Из-за спин матросов выглянул испуганный Роземиш и в ужасе отшатнулся.
— Заприте его, — тихо сказал Сираков, — в каюте для пилотов. — И неверными шагами двинулся к мостику, единственному месту на корабле, где он еще мог быть самим собой.
У спасательной шлюпки его догнал Роземиш, хотел что-то сказать, но зубы у него лязгали, словно в лихорадке.
— Кончено, Роземиш! — с каким-то печальным примирением произнес Сираков, понимая, что так мог говорить только с Роземишем и ни с кем другим на корабле.
— О, я знал, — отвернулся Роземиш, и зубы его проклацали. — Я не ожидал ничего хорошего, ничего!.. Еще когда Краус сказал, что мы должны… и этот молокосос… этот Кюнеке… Что должны… во что бы то ни стало…
— Что Кюнеке? — холодно спросил Сираков.
— Это его решение… Вроде наказания… а почему? В чем виноваты мы с вами?
Он дрожал, зубы его стучали, в лице застыла мольба — весь он был какой-то жалкий.
Сираков шел, не останавливаясь, к мостику. По пути он как бы подсознательно перехватил взгляды двух человек, они смотрели на него вопросительно и выжидающе — Люлюшев и вестовой Василев. В своей растерянности они, видимо, искали у него поддержки — но что мог он сказать им в утешение? Прошел мимо них с досадой.
«Значит, Кюнеке… — думал он, поднимаясь на мостик. — Этот Кюнеке…»
С мостика просматривались передняя палуба с собравшимися на ней немецкими солдатами в спасательных поясах, ощетинившийся сетчатый намордник на баке… двое дозорных, наблюдавших за появлением мин… Все было как на размытой акварели — призрачно и бесплотно…
12
Наутро Мишка нашли повесившимся: он сделал себе петлю из простыни, его синий, набухший язык устрашающе вывалился изо рта, глазные яблоки выкатились, в зрачках собрались капли стеклянного блеска.
Погребение обоих состоялось после обеда.
Сираков приказал застопорить машины. Море было ласковое, лазурное, оно словно не хотело знать, какая мука терзает души людей.
Матросы, потрескивая пробковыми поясами, выстроились в две шеренги на корме у клетки с быком. На капортах, закрепленных одним концом за край планшера, другим — за бак, лежали мертвые в саванах из бельевого полотна. Они были похожи на призраки. К щиколоткам их бечевой привязали колосники.
Встревоженный необычным скоплением людей, бык метался по клетке, как будто решился наконец разнести ее.

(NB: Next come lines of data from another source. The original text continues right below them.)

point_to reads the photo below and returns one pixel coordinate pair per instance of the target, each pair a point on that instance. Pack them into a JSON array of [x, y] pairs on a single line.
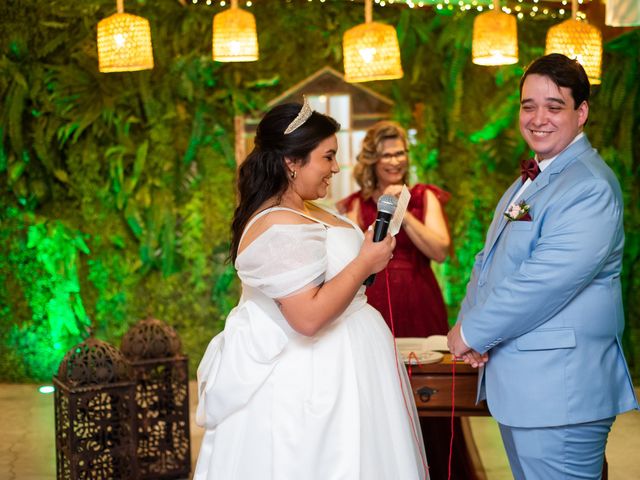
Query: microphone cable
[[406, 405]]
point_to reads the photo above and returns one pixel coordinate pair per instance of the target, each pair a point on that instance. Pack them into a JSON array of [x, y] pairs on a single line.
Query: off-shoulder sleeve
[[285, 259], [346, 204]]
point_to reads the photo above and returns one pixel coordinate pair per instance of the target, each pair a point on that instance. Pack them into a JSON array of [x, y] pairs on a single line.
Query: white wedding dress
[[277, 405]]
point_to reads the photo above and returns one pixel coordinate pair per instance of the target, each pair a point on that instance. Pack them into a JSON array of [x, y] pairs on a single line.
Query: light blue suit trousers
[[545, 300]]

Сираков в парадной форме медленно спустился по трапу, прошел мимо рядов и остановился у трупов, спиной к матросам. Затем повернулся. Солнце било в глаза матросам, и они смотрели на капитана словно бы искоса, исподлобья. Сейчас они ненавидели его еще и за то, что он не повернул корабль к какому-нибудь берегу, чтобы похоронить их товарищей по-людски, в земле, — ни Паско, ни Мишок не были профессиональными моряками, их временно мобилизовали на флот.
А он думал о другом: этим убийством «Хемус» запятнан навсегда — добрый старый корабль обрызган матросской кровью! Сиракову вдруг вспомнилось, как несколько лет назад спасли они четырех рыбаков около Кипра, — Жельо, Теохари и еще кое-кто уже тогда плавали на этом корабле. В Лимасоле[23] жена одного из спасенных бросилась ему в ноги, вспомнилось волнение, охватившее его тогда, осознание высокой цены человеческой жизни — и снова почувствовал отчаяние. Говорить о таких вещах, как честь, доблесть, мужество, в данный момент было глупо и сентиментально. Встретив упорный и как будто насмешливый взгляд Дичо, Сираков вдруг решил сократить печальную церемонию и подал знак Теохари.
Боцман и Илийчо подняли капорту, на которой лежал труп Паско. Труп медленно начал сползать и упал в воду, ногами вниз. Покачиваясь, он опускался все глубже и глубже.
Когда подняли Мишка, Илийчо вспомнил о флаге, который не спустили, замахал рукой в направлении мостика, где тотчас взвыла сирена. Бык яростно замычал и сильнее заметался в клетке, ударяясь боками о прутья; труп Мишка стремительно сполз по капорте и опускался, словно торопился найти Паско в морской пучине… Моряки молчали, лишь некоторые плакали, но не о погибших, нет! Они плакали о своей собственной нелепой и тяжелой жизни, от безысходности.
…Солнце зашло, смеркалось, всходила луна. Подымалась она необычно: прямо из воды, кроваво-красная, огромная. На горизонте она чуть задержалась, похожая на мину с обломанными рогами; темные пятна на ней напоминали пятна засохшей крови.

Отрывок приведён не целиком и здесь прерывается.